Laying her down carefully on her bed, Dean sighed softly. "Don't scare me like that again." He scolded her gently, brushing her hair back from her face. He debated heading back down to the kitchen, but instead, settled himself on the floor, leaning against the wall. Avoidance was probably best. And he could be on hand just in case.
In the kitchen, Sam and Bobby were equally at a loss though. When Dean left, Castiel got up from the floor and began to study the quartz bowl, the spice mixture still floating atop the water. He dipped a fingertip in the water, frowning before smelling it.
"She's... a witch?" Castiel seemed genuinely perplexed. The brothers were the ones that hunted the monsters. Those included witches. He had to concede, as he rubbed his wet fingertips together. There was no sense of a demonic pact that gave this girl her powers.
"Maybe that's why she could reach Kayla." Cass continued thinking aloud, when neither Sam nor Bobby answered him. "She's hidden from us.

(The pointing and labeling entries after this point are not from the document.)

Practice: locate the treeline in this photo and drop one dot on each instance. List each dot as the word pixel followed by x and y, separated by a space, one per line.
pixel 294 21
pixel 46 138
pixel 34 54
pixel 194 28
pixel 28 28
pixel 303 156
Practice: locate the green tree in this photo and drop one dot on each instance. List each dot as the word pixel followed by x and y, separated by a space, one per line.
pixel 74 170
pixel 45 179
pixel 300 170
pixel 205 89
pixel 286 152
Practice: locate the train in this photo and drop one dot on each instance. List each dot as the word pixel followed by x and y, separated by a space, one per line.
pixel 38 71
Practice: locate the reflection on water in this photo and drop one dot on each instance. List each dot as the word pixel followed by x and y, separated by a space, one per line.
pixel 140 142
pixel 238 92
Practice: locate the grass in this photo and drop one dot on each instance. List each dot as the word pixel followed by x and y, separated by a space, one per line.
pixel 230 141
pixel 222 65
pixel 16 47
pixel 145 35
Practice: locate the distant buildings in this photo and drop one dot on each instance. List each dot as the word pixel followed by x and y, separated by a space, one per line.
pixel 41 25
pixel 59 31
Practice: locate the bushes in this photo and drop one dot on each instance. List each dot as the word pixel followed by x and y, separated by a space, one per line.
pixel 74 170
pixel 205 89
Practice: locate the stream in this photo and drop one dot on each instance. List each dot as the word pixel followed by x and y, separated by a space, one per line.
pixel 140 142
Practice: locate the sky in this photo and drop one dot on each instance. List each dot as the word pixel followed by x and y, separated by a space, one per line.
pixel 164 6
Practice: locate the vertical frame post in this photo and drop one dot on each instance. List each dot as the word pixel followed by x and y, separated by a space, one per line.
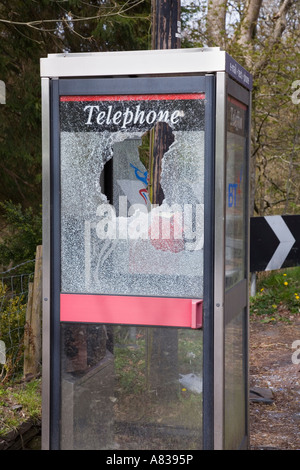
pixel 46 263
pixel 219 262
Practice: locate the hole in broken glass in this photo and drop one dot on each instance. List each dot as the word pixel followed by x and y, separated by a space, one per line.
pixel 146 166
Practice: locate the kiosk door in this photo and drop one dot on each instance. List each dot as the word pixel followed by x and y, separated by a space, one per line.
pixel 131 231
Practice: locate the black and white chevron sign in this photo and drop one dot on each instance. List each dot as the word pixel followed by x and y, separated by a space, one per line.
pixel 274 242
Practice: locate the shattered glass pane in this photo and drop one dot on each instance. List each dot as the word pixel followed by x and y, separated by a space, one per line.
pixel 132 195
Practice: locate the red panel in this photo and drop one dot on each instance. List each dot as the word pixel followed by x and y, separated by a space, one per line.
pixel 173 96
pixel 156 311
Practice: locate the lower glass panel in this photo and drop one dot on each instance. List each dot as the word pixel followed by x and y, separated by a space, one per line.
pixel 131 388
pixel 235 381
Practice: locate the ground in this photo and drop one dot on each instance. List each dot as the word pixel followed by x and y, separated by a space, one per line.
pixel 277 425
pixel 274 426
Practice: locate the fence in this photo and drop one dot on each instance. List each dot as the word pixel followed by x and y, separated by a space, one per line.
pixel 20 319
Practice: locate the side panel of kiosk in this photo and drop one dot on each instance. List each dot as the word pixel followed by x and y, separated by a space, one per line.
pixel 231 264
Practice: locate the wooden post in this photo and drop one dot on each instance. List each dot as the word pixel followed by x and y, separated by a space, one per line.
pixel 166 25
pixel 33 338
pixel 162 343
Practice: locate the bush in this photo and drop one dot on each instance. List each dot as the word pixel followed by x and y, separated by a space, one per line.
pixel 24 233
pixel 278 296
pixel 12 323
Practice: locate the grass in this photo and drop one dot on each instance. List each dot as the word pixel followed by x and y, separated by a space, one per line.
pixel 278 296
pixel 19 402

Too well." Picking up the rubbed-tipped striker, Cass carefully unwound the cloth from the handle, frowning at the familiar design on the tee-shirt. He'd held it up for a few moments, before Sam reached over his shoulder and pulled it from his grasp.
The younger Winchester was visibly unsettled. "Cass, you... you don't get to just pop back into our lives like nothing happened."
"And we are not puttin' Jessie through that mess again," Bobby added in. "Whether or not she can track Kayla down means diddly-squat if we have to put her life in danger."
Cass stared at them. Of course they were right. His willingness to endanger mortal lives was what had gotten them into this predicament in the first place. Looking down at the table, Cass tapped the edge of the quartz bowl, making it chime softly.
"Bobby's right. Until we figure out this whole Mammon mess, Jessie's too valuable to risk." Sam had his own suspicions about her full value. But he was happy to keep those to himself.
"Mammon?" Castiel keyed into the name, the confused and hurt expression dropping into something shrewd and alarmed. The look on Sam's face was enough to confirm the truth. "Tell me. I can help."
"I don't think that's the best idea, Sammy." Dean interrupted, coming down the stairs. "We can handle Mammon ourselves, just like we've been doing for the past eight months." Wincing, Castiel took a step back from the kitchen table. Dean's expression didn't soften even when Cass said his name pleadingly. "Don't get me wrong, I'm grateful you showed up right in the nick of time, to save the freaking day, but where were you all the times I called, all the times I asked for a sign that you were still alive out there? Eight months without so much as a hello."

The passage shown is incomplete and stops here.